Cependant, la délivrance d’un premier mandat d’arrêt contre Omar Al Bashir, président en exercice du Soudan, pour crimes de guerre et crimes contre l’humanité commis au Darfour envenima les rapports entre l’UA et la CPI. Après une démarche infructueuse auprès du Conseil de sécurité des Nations Unies (CS) tendant à obtenir l’application de l’article 16 du Statut de Rome, l’UA décida que ses États membres ne coopèreront pas avec la CPI en ce qui a trait à l’arrestation et au transfèrement du Président Al Bashir.
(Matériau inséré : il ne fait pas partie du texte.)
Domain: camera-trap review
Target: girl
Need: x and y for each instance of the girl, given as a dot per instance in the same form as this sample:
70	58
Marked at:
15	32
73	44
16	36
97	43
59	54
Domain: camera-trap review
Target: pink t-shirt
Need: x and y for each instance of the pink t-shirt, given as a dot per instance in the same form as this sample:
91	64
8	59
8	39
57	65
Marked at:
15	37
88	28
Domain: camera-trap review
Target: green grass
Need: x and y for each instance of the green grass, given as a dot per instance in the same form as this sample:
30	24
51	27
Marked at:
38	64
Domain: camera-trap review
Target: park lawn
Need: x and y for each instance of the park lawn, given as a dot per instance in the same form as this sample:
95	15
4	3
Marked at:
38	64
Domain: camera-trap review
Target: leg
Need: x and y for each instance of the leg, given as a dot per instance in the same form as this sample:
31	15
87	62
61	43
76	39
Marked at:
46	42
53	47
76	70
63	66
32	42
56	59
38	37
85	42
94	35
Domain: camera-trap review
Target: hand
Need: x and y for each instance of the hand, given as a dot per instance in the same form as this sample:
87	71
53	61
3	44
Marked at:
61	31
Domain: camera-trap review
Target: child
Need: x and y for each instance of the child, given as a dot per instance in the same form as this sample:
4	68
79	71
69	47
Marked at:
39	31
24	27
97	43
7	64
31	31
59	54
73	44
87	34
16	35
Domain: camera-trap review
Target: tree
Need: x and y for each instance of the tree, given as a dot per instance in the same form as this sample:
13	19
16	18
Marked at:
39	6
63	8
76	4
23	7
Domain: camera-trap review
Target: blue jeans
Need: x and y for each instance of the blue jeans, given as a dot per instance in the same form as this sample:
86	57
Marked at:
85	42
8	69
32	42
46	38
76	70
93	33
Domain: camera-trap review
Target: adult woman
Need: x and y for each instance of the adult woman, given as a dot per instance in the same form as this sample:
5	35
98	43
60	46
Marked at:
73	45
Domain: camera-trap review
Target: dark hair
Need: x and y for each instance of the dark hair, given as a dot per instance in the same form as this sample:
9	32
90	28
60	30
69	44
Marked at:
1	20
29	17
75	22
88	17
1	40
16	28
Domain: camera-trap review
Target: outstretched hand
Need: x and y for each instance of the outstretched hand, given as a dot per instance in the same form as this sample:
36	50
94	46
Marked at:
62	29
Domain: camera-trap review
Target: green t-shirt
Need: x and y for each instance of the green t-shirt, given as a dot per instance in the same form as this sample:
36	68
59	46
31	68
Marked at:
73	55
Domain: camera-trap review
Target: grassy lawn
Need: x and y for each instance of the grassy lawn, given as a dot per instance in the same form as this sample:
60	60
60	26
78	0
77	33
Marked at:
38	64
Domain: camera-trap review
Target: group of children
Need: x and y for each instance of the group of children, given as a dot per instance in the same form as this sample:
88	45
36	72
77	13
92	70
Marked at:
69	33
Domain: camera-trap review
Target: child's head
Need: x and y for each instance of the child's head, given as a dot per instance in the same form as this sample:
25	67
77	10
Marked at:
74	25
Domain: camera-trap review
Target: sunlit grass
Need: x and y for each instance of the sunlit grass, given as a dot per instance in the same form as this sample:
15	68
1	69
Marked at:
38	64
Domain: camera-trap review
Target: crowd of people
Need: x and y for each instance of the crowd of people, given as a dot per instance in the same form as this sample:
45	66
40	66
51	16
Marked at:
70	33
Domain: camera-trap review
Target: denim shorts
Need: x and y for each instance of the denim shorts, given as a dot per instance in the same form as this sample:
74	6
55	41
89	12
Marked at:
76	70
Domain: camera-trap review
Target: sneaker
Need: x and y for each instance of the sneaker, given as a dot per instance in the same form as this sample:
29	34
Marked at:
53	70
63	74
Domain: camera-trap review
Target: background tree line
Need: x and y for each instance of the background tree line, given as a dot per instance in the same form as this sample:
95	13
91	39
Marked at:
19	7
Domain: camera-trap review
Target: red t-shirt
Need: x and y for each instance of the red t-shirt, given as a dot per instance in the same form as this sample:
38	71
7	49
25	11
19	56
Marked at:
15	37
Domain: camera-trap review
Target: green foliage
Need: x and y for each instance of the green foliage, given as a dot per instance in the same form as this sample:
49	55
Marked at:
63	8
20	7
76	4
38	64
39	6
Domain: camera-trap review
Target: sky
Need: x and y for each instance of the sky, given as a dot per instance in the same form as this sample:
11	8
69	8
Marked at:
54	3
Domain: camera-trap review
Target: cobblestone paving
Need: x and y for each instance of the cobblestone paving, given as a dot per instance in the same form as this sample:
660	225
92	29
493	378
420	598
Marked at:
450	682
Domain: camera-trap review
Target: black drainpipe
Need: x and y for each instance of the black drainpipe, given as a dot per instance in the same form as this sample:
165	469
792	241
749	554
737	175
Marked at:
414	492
Il s’en est suivi une campagne de dénigrement contre la jeune juridiction. La CPI est alors dépeinte comme un instrument néo-colonialiste. Cette levée de boucliers contre la CPI atteint son paroxysme lorsque devint imminent le premier procès d’un président en exercice, à l’occurrence le Président Uhuru Muigai Kenyatta du Kenya. Il n’est plus question selon certains de cautionner cette chasse raciale, cette justice sélective contre l’Afrique. Mais qu’en est-il réellement de ce supposé « afrocentrisme » de la CPI?

En effet, on reproche à la CPI de ne se concentrer que sur les crimes commis en Afrique. Il est vrai que toutes les situations pendantes actuellement devant la CPI concernent uniquement des pays africains. Mais sur les huit en cause, cinq ont été renvoyées par les États mêmes sur les territoires desquels, des crimes relevant de la compétence de la Cour auraient été commis (Ouganda, République démocratique du Congo [RDC], la République centrafricaine, la Côte d’Ivoire et le Mali). Deux ont été déférées à la Cour par le CS conformément à l’article 13 du Statut de Rome (le Soudan et la Libye), et seulement, une situation (le Kenya) a été ouverte en vertu de la compétence proprio motu du Procureur. Nous voyons donc qu’en grande partie ce sont les États africains qui, de leur propre chef, ont recouru à la CPI ou le CS qui a actionné le mécanisme judiciaire de la Cour en exerçant ses attributions en vertu du Chapitre VII de la Charte des Nations Unies (Chapitre VII). Malgré cette réalité évidente, la CPI souffre de ce préjugé néfaste à son image. La critique d’une CPI concentrée à dessein sur l’Afrique est malheureusement renforcée par la posture éminemment partiale et politique des membres permanents du CS. En effet, on pourrait se demander le pourquoi des renvois des situations du Soudan et de la Libye, à la différence de la Tchétchénie, de Gaza, de l’Égypte, de la Syrie, etc. Toutefois, il nous semble que la CPI n’est pas le forum approprié pour débattre de la réforme du CS, même si elle en subit les conséquences en matière de crédibilité.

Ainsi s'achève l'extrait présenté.